Erdoğan, “II. Dünya Savaşı'ndan bu yana ilk kez Türkiye, dünya düzeninin yeniden kurulma sürecinin merkezinde olma fırsatını yakaladı. Bunu değerlendirmeli ve uygulanması için entelektüel ve fiziksel olarak hazırlanmalıyız. Siyasi gündemimize ve milletimizin beklentilerine uygun olarak titiz bir eğitim ve çalışmaya da ihtiyacımız var ” sözlerinin Erdoğan Rejimi yanlısı gazeteciler tarafından ele alınmasını ve yorumlanmasına vurgu yapılarak Türkiye Cumhurbaşkanlığı sözcüsü İbrahim Kalın’ın sözlerini alıntılıyor. Kalın’ın mevcut dünya düzeninin uzun zamandır eşitsizlik adaletsizlik yarattığı ve bu nedenle Erdoğan’ın “dünya beşten büyüktür” tezinin haklılığını teyit ettiği sözlerini vurgu yaparak ‘yalnızca BM Güvenlik Konseyi sistemini değil tüm dünya düzenini değiştirmek gerekiyor.’ Sözlerine dikkat çekiyor.
Haberde, Birleşmiş Milletler Güvenlik Konseyi'nin sadece beş daimi üyesi (Rusya, ABD, Çin, Büyük Britanya, Fransa) olması ve Türkiye'nin istediği gibi BM Güvenlik Konseyi daimi üyesi olmamasının da Erdoğan’ın hoşuna gitmiyor. Ve şimdi bu sistemi değiştirmek istediğini ve böyle bir fırsatın ortaya çıktığından bahsediyor.

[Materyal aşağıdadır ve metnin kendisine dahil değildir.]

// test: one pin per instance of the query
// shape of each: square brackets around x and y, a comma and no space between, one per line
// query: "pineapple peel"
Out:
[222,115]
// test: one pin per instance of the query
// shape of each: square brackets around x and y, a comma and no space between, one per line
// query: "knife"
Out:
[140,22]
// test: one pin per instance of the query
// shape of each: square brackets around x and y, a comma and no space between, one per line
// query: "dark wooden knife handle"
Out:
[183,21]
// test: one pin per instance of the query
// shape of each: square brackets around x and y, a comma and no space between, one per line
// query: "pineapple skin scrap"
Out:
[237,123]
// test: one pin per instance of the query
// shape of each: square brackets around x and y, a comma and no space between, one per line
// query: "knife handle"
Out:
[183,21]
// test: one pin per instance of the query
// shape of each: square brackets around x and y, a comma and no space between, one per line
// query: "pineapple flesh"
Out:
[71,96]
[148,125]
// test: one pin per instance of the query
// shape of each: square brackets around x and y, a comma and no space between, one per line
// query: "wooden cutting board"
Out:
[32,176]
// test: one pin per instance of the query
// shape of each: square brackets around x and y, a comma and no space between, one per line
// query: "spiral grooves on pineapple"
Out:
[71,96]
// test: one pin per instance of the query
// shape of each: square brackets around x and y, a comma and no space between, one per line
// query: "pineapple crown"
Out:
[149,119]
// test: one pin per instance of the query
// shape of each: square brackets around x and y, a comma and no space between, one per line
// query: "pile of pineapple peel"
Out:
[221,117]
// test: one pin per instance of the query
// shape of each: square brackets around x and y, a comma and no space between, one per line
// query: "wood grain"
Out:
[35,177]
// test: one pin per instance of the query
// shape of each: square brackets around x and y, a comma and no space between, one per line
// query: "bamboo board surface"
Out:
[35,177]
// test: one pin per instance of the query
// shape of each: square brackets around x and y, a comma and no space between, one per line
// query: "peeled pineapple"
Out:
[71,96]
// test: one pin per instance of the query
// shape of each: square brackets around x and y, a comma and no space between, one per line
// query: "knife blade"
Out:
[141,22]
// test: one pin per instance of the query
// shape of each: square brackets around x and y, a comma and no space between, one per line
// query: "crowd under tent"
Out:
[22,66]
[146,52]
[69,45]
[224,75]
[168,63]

Yazıda Türk liderin ilk kez bunu Türkiye Cumhuriyeti Başbakanı iken Eylül 2013'te ilan ettiği, ancak o zamandan beri, özellikle 2016'dan sonra ülkede çok şeyin değiştiği, bir darbe girişiminin olduğu, tüm devlet kurumlarında çok ciddi tasfiyelerin yapıldığı, parlamenter sistemden Erdoğan’a daha fazla otoriter güç devşirdiği başkanlık sistemine geçtiği ve 2016 sonrası elde ettiği bu güç ve etki ile Suriye'nin kuzeyindeki ve Doğu Akdeniz'de örtülü olmayan hırslarıyla 2018 yılında bu retoriki yeniden dolaşıma soktuğu vurgulanıyor .

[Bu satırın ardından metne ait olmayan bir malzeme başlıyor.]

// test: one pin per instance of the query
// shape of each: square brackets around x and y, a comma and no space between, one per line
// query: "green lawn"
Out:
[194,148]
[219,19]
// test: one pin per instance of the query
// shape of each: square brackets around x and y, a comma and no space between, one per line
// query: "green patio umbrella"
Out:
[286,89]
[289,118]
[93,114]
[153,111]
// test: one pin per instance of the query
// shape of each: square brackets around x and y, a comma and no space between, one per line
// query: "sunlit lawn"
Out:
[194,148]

Bu arada, geçtiğimiz Mart ayında Türkiye Cumhurbaşkanı'nın “Dünya beşten büyüktür” ifadesi bir girişimci tarafından marka olarak patentlendiği de yazıda belirtiliyor.

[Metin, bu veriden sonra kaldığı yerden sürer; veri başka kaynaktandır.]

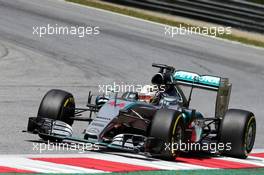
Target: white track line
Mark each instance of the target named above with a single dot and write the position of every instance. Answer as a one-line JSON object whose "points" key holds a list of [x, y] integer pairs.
{"points": [[160, 24], [42, 167]]}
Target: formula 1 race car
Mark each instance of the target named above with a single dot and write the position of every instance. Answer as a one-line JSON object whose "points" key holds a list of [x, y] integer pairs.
{"points": [[159, 128]]}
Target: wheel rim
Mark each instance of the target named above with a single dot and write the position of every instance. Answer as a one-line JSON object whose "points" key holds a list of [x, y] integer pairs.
{"points": [[250, 135]]}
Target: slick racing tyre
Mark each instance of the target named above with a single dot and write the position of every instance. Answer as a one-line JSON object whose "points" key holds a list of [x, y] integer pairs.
{"points": [[238, 129], [167, 126], [57, 105]]}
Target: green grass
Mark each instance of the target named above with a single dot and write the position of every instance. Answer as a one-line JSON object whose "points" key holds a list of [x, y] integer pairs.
{"points": [[258, 171], [143, 15]]}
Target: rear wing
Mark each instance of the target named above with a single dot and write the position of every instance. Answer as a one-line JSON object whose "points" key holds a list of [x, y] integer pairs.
{"points": [[208, 82]]}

Öte yandan BM Genel Kurulunun 74. oturumunda konuşan Erdoğan, saplantısını şu sözlerle açıkladı:
“Bu Kürsüden yıllarından beri, insanlığın kaderinin sınırlı sayıda ülkenin iradesine bağlı olamayacağını söylüyorum. Bugün burada tekrar söyleyeceğim: Dünya beşten büyüktür. Düşüncemizi, kurumlarımızı ve normlarımızı değiştirmenin zamanı geldi. Nükleer silah devletleri ile nükleer silahsız devletler arasındaki eşitsizlik bile küresel dengeyi zayıflatmak için yeterlidir. Herkes gibi, nükleer silaha sahip ülkelerin özellikle bu silahları olmayanları tehdit etmesinden endişe duyuyoruz. Ve nükleer potansiyele dayalı kitle imha silahları, tamamen ortadan kaldırılmak yerine her krizde bir koz olarak kullanılır. Bu potansiyel ya herkes için yasak olmalı ya da herkese açık olmalıdır. ”
Türkiye için Nükleer Savaş Başlıkları
İlginç bir şekilde, Genel Kurul'dan kısa bir süre önce, Türk Cumhurbaşkanı nükleer silahlar hakkında konuşmaya başladı ve bazı devletlerin savaş başlıkları olduğu gerçeğinden memnun olmadığını, ancak Türkiye'nin de sahip olmamasından da memnun olmadığını söyledi.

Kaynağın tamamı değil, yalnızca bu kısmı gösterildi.